J’allai dîner chez les Bucolin. Juliette, souffrante en effet depuis quelques jours, me parut changée ; son regard avait pris une expression un peu farouche et presque dure, qui la faisait différer encore plus qu’auparavant de sa sœur. À aucune d’elles deux je ne pus parler en particulier ce soir-là ; je ne le souhaitais point, du reste, et comme mon oncle se montrait fatigué, je me retirai peu de temps après le repas.

L’arbre de Noël que préparait ma tante Plantier réunissait chaque année un grand nombre d’enfants, de parents et d’amis. Il se dressait dans un vestibule formant cage d’escalier, et sur lequel ouvraient une première antichambre, un salon et les portes vitrées d’une sorte de jardin d’hiver où l’on avait dressé un buffet.
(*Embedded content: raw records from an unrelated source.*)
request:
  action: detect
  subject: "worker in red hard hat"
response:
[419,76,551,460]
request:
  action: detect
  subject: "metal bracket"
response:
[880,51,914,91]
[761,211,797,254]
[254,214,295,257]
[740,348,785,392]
La toilette de l’arbre n’était pas achevée et, le matin de la fête, lendemain de mon arrivée, Alissa, ainsi que me l’avait annoncé ma tante, vint d’assez bonne heure l’aider à accrocher aux branches les ornements, les lumières, les fruits, les friandises et les jouets. J’aurais pris moi-même grand plaisir auprès d’elle à ces soins, mais il fallait laisser ma tante lui parler. Je partis donc sans l’avoir vue et tâchai toute la matinée d’occuper mon inquiétude.

J’allai d’abord chez les Bucolin, désireux de revoir Juliette ; j’appris qu’Abel m’avait devancé auprès d’elle et, craignant d’interrompre une conversation décisive, je me retirai aussitôt, puis j’errai sur les quais et dans les rues jusqu’à l’heure du déjeûner.